Economists emphasize that any assessment of NAFTA must include the financial crisis that savaged Mexico in 1994 and 1995, sowing unemployment. Some assert that without NAFTA and the exports it fueled, Mexico’s recovery would have been slower. Many also say that Mexico’s government squandered opportunities for growth by failing to improve highways and ports, and by leaving unchecked the monopoly power of the national telephone company, which has kept rates for Internet access and other telecommunication services high, discouraging new ventures…
“For people who can grow huge scale for export, NAFTA has been good,” he said. “For people like us, it’s been a bloodbath.”…
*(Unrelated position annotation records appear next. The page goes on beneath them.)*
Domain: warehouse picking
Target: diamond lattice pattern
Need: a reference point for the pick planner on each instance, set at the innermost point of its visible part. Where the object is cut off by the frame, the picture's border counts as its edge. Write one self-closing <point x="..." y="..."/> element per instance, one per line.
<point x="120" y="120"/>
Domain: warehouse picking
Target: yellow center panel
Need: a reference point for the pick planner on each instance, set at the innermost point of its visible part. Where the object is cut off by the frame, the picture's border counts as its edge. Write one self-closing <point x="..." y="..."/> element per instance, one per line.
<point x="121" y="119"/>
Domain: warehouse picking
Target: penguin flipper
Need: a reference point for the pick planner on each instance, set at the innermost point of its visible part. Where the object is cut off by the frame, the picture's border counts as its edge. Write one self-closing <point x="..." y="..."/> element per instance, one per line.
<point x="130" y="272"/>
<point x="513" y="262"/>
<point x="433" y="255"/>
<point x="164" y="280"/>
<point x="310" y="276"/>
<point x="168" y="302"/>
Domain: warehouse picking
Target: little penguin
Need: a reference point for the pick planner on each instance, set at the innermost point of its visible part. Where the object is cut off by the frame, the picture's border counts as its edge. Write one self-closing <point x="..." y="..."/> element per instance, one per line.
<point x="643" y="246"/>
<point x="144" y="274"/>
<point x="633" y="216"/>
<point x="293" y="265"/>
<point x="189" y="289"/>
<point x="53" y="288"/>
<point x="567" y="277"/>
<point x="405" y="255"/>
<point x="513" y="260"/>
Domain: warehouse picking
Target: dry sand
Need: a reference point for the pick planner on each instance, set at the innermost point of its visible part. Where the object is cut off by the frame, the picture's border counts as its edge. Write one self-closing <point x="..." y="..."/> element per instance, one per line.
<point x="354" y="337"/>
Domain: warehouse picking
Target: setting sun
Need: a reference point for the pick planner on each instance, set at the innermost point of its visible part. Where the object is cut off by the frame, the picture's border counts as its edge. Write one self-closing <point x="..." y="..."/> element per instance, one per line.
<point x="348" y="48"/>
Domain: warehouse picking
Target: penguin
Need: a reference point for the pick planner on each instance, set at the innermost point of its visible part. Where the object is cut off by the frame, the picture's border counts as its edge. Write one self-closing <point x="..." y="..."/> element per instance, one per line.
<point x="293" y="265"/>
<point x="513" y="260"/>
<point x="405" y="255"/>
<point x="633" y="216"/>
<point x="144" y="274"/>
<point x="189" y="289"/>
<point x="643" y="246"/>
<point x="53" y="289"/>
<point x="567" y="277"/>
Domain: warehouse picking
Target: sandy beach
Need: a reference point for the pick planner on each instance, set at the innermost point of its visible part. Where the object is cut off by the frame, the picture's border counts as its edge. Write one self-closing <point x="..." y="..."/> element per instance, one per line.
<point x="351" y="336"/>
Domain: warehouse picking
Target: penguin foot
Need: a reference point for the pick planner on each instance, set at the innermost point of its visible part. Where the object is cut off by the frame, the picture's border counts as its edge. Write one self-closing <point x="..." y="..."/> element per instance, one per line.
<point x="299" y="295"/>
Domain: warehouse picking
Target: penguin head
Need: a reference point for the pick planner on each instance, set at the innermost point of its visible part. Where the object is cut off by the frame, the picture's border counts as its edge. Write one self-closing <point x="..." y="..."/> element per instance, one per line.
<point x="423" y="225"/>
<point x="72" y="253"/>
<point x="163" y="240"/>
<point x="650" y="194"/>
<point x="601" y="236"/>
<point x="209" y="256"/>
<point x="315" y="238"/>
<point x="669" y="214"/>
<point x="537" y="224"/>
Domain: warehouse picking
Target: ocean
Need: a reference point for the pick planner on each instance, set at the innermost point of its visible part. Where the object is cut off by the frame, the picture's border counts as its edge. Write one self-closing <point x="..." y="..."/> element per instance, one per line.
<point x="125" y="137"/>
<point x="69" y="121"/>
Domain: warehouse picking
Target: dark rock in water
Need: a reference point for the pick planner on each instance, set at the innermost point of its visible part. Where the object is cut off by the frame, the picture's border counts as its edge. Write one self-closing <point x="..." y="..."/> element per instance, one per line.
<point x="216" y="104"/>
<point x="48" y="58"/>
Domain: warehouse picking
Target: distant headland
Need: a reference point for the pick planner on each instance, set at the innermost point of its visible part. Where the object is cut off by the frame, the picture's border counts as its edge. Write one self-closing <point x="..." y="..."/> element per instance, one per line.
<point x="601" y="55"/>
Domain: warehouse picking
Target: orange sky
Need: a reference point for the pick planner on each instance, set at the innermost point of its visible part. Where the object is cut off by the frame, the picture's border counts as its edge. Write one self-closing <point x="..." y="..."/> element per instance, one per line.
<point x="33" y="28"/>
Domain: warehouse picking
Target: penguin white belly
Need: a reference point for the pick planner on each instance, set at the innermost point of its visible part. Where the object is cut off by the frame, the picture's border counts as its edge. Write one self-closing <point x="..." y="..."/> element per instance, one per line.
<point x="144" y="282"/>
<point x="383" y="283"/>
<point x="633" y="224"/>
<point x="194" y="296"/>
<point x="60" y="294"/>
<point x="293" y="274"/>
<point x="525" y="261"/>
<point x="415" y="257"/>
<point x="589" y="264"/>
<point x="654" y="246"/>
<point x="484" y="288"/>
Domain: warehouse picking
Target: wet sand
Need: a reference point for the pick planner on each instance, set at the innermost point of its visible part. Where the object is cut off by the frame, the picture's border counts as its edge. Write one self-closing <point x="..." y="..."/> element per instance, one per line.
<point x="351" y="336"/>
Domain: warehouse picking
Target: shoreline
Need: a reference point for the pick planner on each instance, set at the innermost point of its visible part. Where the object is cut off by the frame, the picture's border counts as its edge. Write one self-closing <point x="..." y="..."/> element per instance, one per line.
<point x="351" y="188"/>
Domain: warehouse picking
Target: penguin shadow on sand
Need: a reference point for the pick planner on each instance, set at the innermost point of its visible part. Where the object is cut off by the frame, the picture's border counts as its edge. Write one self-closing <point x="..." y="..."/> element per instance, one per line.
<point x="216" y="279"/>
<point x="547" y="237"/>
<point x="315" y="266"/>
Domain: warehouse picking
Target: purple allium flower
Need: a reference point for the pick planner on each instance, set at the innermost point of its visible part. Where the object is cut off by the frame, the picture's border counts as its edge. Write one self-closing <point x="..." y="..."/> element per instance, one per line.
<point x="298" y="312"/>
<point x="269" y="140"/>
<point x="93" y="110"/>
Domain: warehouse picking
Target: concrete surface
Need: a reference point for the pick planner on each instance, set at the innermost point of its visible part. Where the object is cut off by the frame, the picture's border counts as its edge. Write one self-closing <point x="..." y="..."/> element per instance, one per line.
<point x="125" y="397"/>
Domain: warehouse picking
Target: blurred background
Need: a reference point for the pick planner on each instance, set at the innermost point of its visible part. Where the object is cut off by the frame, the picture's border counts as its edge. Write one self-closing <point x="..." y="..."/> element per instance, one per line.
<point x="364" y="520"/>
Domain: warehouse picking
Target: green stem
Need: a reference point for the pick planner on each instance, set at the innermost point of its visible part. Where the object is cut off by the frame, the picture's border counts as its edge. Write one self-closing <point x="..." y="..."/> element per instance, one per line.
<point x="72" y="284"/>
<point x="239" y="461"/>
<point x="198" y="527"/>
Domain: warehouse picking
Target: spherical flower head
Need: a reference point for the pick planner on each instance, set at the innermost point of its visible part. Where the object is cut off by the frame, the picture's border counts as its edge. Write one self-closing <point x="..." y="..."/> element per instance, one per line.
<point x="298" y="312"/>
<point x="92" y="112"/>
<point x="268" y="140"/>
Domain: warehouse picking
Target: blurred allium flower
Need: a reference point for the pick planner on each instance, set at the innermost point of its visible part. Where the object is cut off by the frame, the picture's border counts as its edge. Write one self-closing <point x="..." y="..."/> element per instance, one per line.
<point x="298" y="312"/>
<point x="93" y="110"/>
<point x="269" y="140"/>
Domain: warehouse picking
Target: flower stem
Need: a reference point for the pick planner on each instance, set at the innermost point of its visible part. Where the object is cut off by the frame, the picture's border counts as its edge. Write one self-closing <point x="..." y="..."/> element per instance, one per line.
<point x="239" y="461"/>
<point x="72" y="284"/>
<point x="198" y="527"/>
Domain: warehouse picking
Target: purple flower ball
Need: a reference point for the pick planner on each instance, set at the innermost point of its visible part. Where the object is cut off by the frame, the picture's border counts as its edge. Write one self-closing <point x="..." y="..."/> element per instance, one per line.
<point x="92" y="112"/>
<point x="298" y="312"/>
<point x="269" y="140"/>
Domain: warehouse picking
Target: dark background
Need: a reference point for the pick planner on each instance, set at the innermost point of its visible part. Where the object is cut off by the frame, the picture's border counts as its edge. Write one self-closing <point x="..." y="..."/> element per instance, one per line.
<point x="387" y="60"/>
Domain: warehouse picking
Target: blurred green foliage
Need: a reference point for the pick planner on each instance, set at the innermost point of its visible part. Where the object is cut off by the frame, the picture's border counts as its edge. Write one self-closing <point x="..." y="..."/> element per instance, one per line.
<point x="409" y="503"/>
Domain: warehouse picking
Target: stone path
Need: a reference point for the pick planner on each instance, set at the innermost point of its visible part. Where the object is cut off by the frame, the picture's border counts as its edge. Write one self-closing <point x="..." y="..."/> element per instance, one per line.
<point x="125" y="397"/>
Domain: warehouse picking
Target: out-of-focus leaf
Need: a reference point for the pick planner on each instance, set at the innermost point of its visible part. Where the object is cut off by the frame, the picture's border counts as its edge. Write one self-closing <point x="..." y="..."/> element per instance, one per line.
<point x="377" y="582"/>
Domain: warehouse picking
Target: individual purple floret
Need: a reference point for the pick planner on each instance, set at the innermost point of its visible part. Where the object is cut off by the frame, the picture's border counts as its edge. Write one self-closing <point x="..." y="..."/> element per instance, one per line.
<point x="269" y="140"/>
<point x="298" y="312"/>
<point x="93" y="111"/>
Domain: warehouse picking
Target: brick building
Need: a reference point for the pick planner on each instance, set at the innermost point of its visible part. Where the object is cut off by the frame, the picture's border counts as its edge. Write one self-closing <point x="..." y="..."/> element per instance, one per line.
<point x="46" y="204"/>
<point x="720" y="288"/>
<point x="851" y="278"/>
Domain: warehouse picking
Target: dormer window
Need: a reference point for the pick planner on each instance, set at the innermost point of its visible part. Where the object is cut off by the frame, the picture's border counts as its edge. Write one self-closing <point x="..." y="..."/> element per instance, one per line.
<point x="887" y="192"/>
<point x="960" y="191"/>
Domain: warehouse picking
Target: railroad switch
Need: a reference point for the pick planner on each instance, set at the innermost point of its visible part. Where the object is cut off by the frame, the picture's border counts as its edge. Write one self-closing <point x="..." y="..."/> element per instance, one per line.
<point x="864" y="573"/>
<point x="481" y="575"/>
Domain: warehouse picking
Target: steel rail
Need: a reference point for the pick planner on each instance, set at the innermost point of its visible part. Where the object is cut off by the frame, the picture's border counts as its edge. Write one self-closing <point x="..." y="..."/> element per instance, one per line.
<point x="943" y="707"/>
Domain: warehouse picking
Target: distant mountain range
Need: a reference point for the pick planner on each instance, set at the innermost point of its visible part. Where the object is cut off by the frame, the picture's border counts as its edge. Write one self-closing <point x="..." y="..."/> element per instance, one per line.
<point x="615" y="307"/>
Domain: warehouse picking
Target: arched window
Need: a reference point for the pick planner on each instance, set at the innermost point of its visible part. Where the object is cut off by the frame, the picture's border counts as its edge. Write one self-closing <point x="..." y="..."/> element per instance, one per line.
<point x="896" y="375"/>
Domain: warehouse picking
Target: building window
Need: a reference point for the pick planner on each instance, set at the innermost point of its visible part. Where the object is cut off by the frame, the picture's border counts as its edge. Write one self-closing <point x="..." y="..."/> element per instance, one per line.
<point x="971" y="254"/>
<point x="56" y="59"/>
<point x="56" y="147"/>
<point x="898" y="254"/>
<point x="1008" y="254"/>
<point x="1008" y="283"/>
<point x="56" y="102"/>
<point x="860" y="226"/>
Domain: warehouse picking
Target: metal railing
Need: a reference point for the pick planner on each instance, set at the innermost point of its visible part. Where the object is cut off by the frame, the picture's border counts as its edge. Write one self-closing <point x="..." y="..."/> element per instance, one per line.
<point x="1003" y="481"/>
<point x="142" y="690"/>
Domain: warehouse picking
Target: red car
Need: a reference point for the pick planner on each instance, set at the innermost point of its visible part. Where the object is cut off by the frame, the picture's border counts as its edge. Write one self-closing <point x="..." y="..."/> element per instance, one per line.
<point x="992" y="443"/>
Feed amounts to nearly 60 percent of the cost of raising a chicken. For the American poultry industry, the cost has been held down, historically, by subsidies for corn production. In 2005, American cropland for corn received a range of subsidies worth more than $10 billion, according to a Washington Post analysis of data from the U.S. Department of Agriculture.
Labor, where Mexico has an advantage, makes up only about 5 percent of production costs.